Ukraine and the EU Prepare for an Updated Trade Agreement: New Opportunities for Agricultural Exports and Emerging Challenges

In the coming days, Ukraine and the European Union are expected to sign a revised trade agreement that will not only expand quotas for Ukrainian agricultural exports but also establish new legal mechanisms for their protection and development.
This new pact envisions an increase in quotas for cereals such as wheat and barley, along with enhanced volumes for poultry and sugar products.
However, the agreement also raises concerns about potential import restrictions that some EU member states might implement to safeguard their local farmers from increased competition.
According to officials, wheat quotas could rise from one to 1.3 million tons, barley from 350,000 to 450,000 tons, and poultry imports from 90,000 to 120,000 tons, while sugar quotas could grow from 20,000 to 100,000 tons.
These progress points, however, are accompanied by the risk of short-term restrictions, such as Poland’s recent statements about immediately applying measures to protect its agricultural sector after the agreement’s ratification.
Experts emphasize that Ukrainian exporters are actively diversifying their markets, seeking new trade routes beyond the EU.
Although this transition takes time and strategic effort, global competition remains fierce, pushing the Ukrainian agrarian sector to adapt swiftly.
Countries like Egypt, Indonesia, China, Vietnam, Turkey, and others already constitute significant import destinations with growing shares in Ukraine’s export structure.

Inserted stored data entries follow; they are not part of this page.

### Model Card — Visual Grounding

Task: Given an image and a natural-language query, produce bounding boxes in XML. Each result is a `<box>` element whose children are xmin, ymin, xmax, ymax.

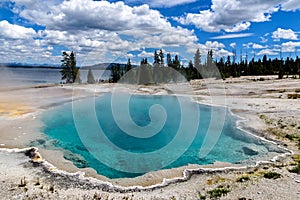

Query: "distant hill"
<box><xmin>0</xmin><ymin>63</ymin><xmax>60</xmax><ymax>69</ymax></box>
<box><xmin>0</xmin><ymin>62</ymin><xmax>137</xmax><ymax>70</ymax></box>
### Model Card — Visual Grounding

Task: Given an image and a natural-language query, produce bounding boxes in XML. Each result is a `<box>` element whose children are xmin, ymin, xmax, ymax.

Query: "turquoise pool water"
<box><xmin>41</xmin><ymin>93</ymin><xmax>282</xmax><ymax>178</ymax></box>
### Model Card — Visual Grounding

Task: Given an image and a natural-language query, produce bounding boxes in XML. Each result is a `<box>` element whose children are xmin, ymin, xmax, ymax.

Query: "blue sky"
<box><xmin>0</xmin><ymin>0</ymin><xmax>300</xmax><ymax>66</ymax></box>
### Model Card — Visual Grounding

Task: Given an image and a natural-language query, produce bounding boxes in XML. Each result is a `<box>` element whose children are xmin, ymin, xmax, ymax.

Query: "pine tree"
<box><xmin>172</xmin><ymin>55</ymin><xmax>180</xmax><ymax>69</ymax></box>
<box><xmin>207</xmin><ymin>50</ymin><xmax>213</xmax><ymax>67</ymax></box>
<box><xmin>69</xmin><ymin>51</ymin><xmax>78</xmax><ymax>83</ymax></box>
<box><xmin>159</xmin><ymin>49</ymin><xmax>164</xmax><ymax>65</ymax></box>
<box><xmin>141</xmin><ymin>58</ymin><xmax>148</xmax><ymax>65</ymax></box>
<box><xmin>187</xmin><ymin>60</ymin><xmax>195</xmax><ymax>80</ymax></box>
<box><xmin>126</xmin><ymin>58</ymin><xmax>132</xmax><ymax>72</ymax></box>
<box><xmin>154</xmin><ymin>50</ymin><xmax>160</xmax><ymax>64</ymax></box>
<box><xmin>123</xmin><ymin>58</ymin><xmax>136</xmax><ymax>84</ymax></box>
<box><xmin>110</xmin><ymin>64</ymin><xmax>122</xmax><ymax>83</ymax></box>
<box><xmin>60</xmin><ymin>51</ymin><xmax>79</xmax><ymax>83</ymax></box>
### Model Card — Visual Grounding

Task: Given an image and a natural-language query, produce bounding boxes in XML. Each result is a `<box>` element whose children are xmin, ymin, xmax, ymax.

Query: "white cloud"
<box><xmin>260</xmin><ymin>36</ymin><xmax>268</xmax><ymax>43</ymax></box>
<box><xmin>205</xmin><ymin>41</ymin><xmax>225</xmax><ymax>50</ymax></box>
<box><xmin>16</xmin><ymin>1</ymin><xmax>171</xmax><ymax>32</ymax></box>
<box><xmin>176</xmin><ymin>0</ymin><xmax>282</xmax><ymax>32</ymax></box>
<box><xmin>0</xmin><ymin>37</ymin><xmax>57</xmax><ymax>64</ymax></box>
<box><xmin>272</xmin><ymin>28</ymin><xmax>298</xmax><ymax>40</ymax></box>
<box><xmin>243</xmin><ymin>43</ymin><xmax>252</xmax><ymax>49</ymax></box>
<box><xmin>210</xmin><ymin>33</ymin><xmax>253</xmax><ymax>39</ymax></box>
<box><xmin>252</xmin><ymin>43</ymin><xmax>268</xmax><ymax>49</ymax></box>
<box><xmin>243</xmin><ymin>42</ymin><xmax>268</xmax><ymax>49</ymax></box>
<box><xmin>230</xmin><ymin>42</ymin><xmax>236</xmax><ymax>48</ymax></box>
<box><xmin>281</xmin><ymin>0</ymin><xmax>300</xmax><ymax>11</ymax></box>
<box><xmin>214</xmin><ymin>49</ymin><xmax>234</xmax><ymax>58</ymax></box>
<box><xmin>126</xmin><ymin>53</ymin><xmax>134</xmax><ymax>58</ymax></box>
<box><xmin>8</xmin><ymin>0</ymin><xmax>198</xmax><ymax>64</ymax></box>
<box><xmin>0</xmin><ymin>20</ymin><xmax>36</xmax><ymax>39</ymax></box>
<box><xmin>186</xmin><ymin>41</ymin><xmax>231</xmax><ymax>59</ymax></box>
<box><xmin>124</xmin><ymin>0</ymin><xmax>196</xmax><ymax>8</ymax></box>
<box><xmin>145</xmin><ymin>0</ymin><xmax>197</xmax><ymax>8</ymax></box>
<box><xmin>14</xmin><ymin>0</ymin><xmax>198</xmax><ymax>42</ymax></box>
<box><xmin>257</xmin><ymin>49</ymin><xmax>278</xmax><ymax>56</ymax></box>
<box><xmin>281</xmin><ymin>41</ymin><xmax>300</xmax><ymax>52</ymax></box>
<box><xmin>0</xmin><ymin>20</ymin><xmax>50</xmax><ymax>64</ymax></box>
<box><xmin>137</xmin><ymin>51</ymin><xmax>154</xmax><ymax>58</ymax></box>
<box><xmin>224</xmin><ymin>22</ymin><xmax>251</xmax><ymax>33</ymax></box>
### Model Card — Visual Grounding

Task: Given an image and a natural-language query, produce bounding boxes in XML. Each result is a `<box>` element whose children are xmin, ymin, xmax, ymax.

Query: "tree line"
<box><xmin>110</xmin><ymin>49</ymin><xmax>300</xmax><ymax>83</ymax></box>
<box><xmin>60</xmin><ymin>50</ymin><xmax>300</xmax><ymax>84</ymax></box>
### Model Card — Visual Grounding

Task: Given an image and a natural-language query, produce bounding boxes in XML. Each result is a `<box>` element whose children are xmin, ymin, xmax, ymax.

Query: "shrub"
<box><xmin>285</xmin><ymin>134</ymin><xmax>296</xmax><ymax>140</ymax></box>
<box><xmin>289</xmin><ymin>156</ymin><xmax>300</xmax><ymax>174</ymax></box>
<box><xmin>208</xmin><ymin>186</ymin><xmax>230</xmax><ymax>199</ymax></box>
<box><xmin>198</xmin><ymin>192</ymin><xmax>206</xmax><ymax>200</ymax></box>
<box><xmin>289</xmin><ymin>163</ymin><xmax>300</xmax><ymax>174</ymax></box>
<box><xmin>263</xmin><ymin>172</ymin><xmax>281</xmax><ymax>179</ymax></box>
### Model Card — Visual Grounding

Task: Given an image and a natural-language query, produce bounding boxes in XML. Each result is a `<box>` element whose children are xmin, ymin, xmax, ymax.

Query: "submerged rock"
<box><xmin>242</xmin><ymin>146</ymin><xmax>259</xmax><ymax>156</ymax></box>
<box><xmin>29</xmin><ymin>139</ymin><xmax>46</xmax><ymax>147</ymax></box>
<box><xmin>63</xmin><ymin>151</ymin><xmax>89</xmax><ymax>168</ymax></box>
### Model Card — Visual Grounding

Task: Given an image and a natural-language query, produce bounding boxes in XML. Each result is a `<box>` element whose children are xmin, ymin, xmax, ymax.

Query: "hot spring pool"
<box><xmin>41</xmin><ymin>93</ymin><xmax>284</xmax><ymax>178</ymax></box>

Particularly, the export of vegetable oils to India, Iraq, Turkey, and China shows promising growth, highlighting the importance of integrating into global supply chains.
Ukrainian farmers face the ongoing challenge of maintaining their competitiveness by leveraging new markets and navigating evolving international trade rules, a crucial factor for sustainable growth and stability in the global arena.